Ms. Graetsch found herself in this situation when she was brought in to turn around a struggling IT project with scant resources. The project sponsor seemed confident that, with the right motivation, the team could pull off the project, but Ms. Graetsch didn't want his strong success bias to influence her own planning. So she dug into the data from past initiatives and presented the evidence to senior leaders about what it would objectively take to deliver the project within the timeline they requested. “We'd need to allocate additional resources, and I showed how that would also impact existing resources at the firm,” she says. “The conversation changed from then on.”

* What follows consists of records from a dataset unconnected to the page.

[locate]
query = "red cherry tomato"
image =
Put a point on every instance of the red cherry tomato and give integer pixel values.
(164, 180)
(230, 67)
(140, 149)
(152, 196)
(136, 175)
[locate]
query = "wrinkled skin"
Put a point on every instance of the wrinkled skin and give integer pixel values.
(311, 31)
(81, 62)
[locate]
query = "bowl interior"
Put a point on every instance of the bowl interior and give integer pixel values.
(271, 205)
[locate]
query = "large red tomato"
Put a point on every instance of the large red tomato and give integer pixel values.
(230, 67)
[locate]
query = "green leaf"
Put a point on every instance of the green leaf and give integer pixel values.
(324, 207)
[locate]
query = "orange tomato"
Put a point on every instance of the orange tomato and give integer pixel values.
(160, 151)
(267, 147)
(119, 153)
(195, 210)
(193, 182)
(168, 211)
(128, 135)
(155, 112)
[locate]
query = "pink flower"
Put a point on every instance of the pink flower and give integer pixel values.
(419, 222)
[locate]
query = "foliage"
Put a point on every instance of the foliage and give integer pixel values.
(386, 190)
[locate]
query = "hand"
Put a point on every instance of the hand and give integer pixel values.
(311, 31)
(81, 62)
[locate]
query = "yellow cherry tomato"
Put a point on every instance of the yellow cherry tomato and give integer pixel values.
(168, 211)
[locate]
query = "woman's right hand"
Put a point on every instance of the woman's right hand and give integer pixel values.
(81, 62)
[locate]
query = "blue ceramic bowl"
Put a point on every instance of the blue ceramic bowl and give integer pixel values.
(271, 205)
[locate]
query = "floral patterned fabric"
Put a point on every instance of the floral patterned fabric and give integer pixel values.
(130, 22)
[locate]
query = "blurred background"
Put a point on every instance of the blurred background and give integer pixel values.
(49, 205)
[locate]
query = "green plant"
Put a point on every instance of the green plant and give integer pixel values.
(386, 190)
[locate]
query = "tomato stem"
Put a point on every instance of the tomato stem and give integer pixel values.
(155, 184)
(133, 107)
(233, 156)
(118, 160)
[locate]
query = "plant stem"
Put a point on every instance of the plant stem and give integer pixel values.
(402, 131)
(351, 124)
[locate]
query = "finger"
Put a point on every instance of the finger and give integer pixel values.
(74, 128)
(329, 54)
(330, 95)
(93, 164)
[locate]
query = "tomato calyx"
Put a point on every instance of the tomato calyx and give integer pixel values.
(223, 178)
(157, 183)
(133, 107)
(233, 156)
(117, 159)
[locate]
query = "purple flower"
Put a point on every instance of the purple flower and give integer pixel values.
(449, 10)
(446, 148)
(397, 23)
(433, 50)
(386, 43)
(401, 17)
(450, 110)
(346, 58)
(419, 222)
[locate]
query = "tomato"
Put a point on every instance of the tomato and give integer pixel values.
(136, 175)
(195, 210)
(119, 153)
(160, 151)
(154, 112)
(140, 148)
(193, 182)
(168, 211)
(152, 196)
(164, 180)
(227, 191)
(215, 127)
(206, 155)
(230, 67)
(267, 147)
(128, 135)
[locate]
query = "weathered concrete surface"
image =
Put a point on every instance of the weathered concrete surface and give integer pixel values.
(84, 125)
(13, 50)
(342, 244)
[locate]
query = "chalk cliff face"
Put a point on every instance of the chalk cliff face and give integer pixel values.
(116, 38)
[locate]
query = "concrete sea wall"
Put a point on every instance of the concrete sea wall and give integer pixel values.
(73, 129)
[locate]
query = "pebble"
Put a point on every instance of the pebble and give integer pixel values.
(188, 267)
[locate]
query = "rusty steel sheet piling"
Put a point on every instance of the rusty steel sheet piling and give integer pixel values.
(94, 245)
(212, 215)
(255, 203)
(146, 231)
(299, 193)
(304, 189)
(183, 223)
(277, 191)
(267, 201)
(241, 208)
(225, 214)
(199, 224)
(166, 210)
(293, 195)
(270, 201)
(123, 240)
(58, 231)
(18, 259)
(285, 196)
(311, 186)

What It Is: Instead of acknowledging pitfalls and setbacks on past initiatives as potential risks to the project at hand, people may assume this undertaking is somehow special or different enough to discount those risks.

“As a project manager, we like to think that we learn from our mistakes,” says Ms. Graetsch. “However, one mistake we're vulnerable to again and again is assuming that we have more control over the risks this time around than we actually do.” Team members and project sponsors may have a natural tendency to downplay potential problems, but ultimately the project is weaker for it.

How to Beat It: “There's a mindset change required in dealing with this kind of bias,” says Ms. Harrin. The team or project sponsor may rush to point out why a certain setback from the past will never impact the current project or how this initiative's different schedule, project site or team will somehow protect it from certain risks. In those conversations, remind them that the risk registers might not be identical, but that doesn't mean the risks are necessarily smaller. “As project managers, it's our job to assume that everything could happen and plan for how to mitigate it,” she says.


—Elizabeth Harrin, Otobos Consultants Ltd., London, England

In her experience, it helps to present multiple examples of prior issues, rather than just one. “People can overlook a single incident, but it's much harder to ignore what looks like the start of a trend.” PM


Hindsight may be 20/20, but what if a team could analyze why a project failed before it was even underway? That's the idea behind a pre-mortem, and this simple exercise can sometimes yield surprisingly fruitful findings, says Matthew Kohut, managing partner, KNP Communications, Hopewell, New Jersey, USA.


Ask the Team to Time Travel: Gather the team and ask them to imagine that they are at a point in the future—whether that means one month or two years from now—and the project has failed. Now ask: Why?


Turn Them Into Storytellers: This isn't the time to recite from the risk register. Instead, ask them to come up with individual narratives about what doomed the project. Was there some catastrophe that no one could have predicted? Did a particular risk not only happen, but rock the very bedrock of the project's basis? Was there some move in the competitive landscape that sent shock waves through the organization? Encourage team members to think beyond the project plan and elaborate with details in the stories.


Capture Insights: A pre-mortem's narrative framing encourages participants to exercise creativity in identifying risks and may spotlight variables, like company culture or the business landscape, that can threaten the project's success. Make it a point to take notes during the meeting, so none of those insights is lost.


Praise Candor: In other contexts, members may not speak up with negative feedback for fear of seeming too pessimistic. In this exercise, worst-case-scenario speculation is encouraged—and it's possible to cultivate that sense of candor throughout the project. End the meeting by thanking the team for their honest participation and encourage them to speak uncomfortable truths long after the pre-mortem is over.